# Healing and Wellbeing > Spirituality, Religion and Faith >  >  Ramadan all the Way

## alee

Yep its Ramadan and we are halfway through it already. Really i have to say that for anyone who is suffering from SA and wants to take a break from all this worldly s**t then its a good opportunity to try and connect with God. I ll be honest, although we do all sorts of things over the whole year but in this month its all about refraining from bad stuff (yes, no drinking no s_x etc). One may find some peace when they realize that this bubble that we live in, its al just for the time being and we can just live our lives rather than worry about being #1 and setting up an empire or something. Literally there seems no point in all this............just saying  ::):

----------


## Otherside

My apologies, I remember you sent a VM and I haven't replied yet. I got distracted. So yeah...sorry if it seemed as though I was ignoring you. I remember you saying it was Ramadan though.

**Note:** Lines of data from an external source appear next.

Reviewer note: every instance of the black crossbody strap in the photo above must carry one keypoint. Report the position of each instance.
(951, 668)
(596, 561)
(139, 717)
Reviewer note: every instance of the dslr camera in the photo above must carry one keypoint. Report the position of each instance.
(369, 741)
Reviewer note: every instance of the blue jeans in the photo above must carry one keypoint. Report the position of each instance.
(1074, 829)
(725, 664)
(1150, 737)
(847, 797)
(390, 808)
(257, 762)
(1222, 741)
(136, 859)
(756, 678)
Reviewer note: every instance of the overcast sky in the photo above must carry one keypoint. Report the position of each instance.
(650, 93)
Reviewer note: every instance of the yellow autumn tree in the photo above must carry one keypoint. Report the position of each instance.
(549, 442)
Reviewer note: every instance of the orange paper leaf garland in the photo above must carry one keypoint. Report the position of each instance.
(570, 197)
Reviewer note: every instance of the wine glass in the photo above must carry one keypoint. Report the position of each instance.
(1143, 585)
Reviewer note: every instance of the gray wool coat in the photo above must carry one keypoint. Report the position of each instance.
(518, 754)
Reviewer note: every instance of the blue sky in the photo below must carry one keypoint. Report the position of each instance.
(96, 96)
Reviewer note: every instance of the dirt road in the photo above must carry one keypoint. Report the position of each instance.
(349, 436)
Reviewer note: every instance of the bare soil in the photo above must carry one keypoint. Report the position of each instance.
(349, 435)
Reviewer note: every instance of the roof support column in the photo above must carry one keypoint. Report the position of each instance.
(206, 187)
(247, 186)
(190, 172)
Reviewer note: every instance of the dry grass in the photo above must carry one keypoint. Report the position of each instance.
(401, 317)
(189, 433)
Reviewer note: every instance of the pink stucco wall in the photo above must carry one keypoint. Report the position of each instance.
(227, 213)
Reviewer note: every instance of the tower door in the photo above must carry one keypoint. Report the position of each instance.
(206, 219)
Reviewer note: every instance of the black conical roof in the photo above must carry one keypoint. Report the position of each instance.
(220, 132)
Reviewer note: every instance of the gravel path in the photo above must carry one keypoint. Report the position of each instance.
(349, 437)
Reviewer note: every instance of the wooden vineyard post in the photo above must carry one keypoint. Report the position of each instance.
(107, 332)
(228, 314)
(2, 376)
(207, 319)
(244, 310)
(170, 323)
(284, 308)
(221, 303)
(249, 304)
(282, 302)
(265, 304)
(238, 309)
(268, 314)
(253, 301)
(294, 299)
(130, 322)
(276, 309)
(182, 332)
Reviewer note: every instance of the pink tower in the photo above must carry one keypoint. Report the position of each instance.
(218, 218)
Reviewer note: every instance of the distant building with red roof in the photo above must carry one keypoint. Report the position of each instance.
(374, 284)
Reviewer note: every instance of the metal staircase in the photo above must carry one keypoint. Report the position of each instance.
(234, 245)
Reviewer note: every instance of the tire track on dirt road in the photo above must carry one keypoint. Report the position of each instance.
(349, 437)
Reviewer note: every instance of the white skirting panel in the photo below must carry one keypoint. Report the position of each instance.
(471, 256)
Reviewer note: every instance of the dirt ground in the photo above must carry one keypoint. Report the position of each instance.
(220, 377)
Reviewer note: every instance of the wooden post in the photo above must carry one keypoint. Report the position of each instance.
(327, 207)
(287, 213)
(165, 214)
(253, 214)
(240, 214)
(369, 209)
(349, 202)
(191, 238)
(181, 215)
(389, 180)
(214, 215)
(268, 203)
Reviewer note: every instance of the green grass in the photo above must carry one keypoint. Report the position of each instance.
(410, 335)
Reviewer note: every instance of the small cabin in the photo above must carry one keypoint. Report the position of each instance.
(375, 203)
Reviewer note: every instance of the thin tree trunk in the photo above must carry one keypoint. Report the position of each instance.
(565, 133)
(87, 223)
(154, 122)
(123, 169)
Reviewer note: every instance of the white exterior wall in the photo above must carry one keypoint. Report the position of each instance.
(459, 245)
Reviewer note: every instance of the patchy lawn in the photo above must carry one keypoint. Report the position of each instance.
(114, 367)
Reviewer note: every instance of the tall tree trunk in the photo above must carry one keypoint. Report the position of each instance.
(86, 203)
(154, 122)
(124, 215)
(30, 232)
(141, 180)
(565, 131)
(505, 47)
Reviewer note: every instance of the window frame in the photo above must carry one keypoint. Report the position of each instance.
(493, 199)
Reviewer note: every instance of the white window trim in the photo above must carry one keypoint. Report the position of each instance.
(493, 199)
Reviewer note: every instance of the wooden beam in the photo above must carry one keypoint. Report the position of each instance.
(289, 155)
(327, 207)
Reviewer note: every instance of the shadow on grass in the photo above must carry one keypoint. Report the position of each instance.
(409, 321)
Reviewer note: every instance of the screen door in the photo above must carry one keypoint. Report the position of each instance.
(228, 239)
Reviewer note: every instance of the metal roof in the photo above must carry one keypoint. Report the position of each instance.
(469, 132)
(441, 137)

It sounds nice though, having a month of peace. I remember someone on SAS saying that they felt less anxious at this time.

----------


## Misssy

::(:    Will be kind of be glad when it's over....a whole bunch of US embassies were shut down due to threats of violence. It used to be-- years ago-- that if an American citizen was traveling in a foreign country they could go to an embassy as a safe-zone. Now the embassy centers are unsafe. I don't like all of the violence.

----------


## alee

> Will be kind of be glad when it's over....a whole bunch of US embassies were shut down due to threats of violence. It used to be-- years ago-- that if an American citizen was traveling in a foreign country they could go to an embassy as a safe-zone. Now the embassy centers are unsafe. I don't like all of the violence.



Yeah apparently US embassies are getting threats and recently an embassy here in Lahore was also under threat, hence they pulled out most of the employees. Its not only u guys, its us also that are suffering from this daily violence. Seriously i need to make a decision if i wanna stay here or move out.

----------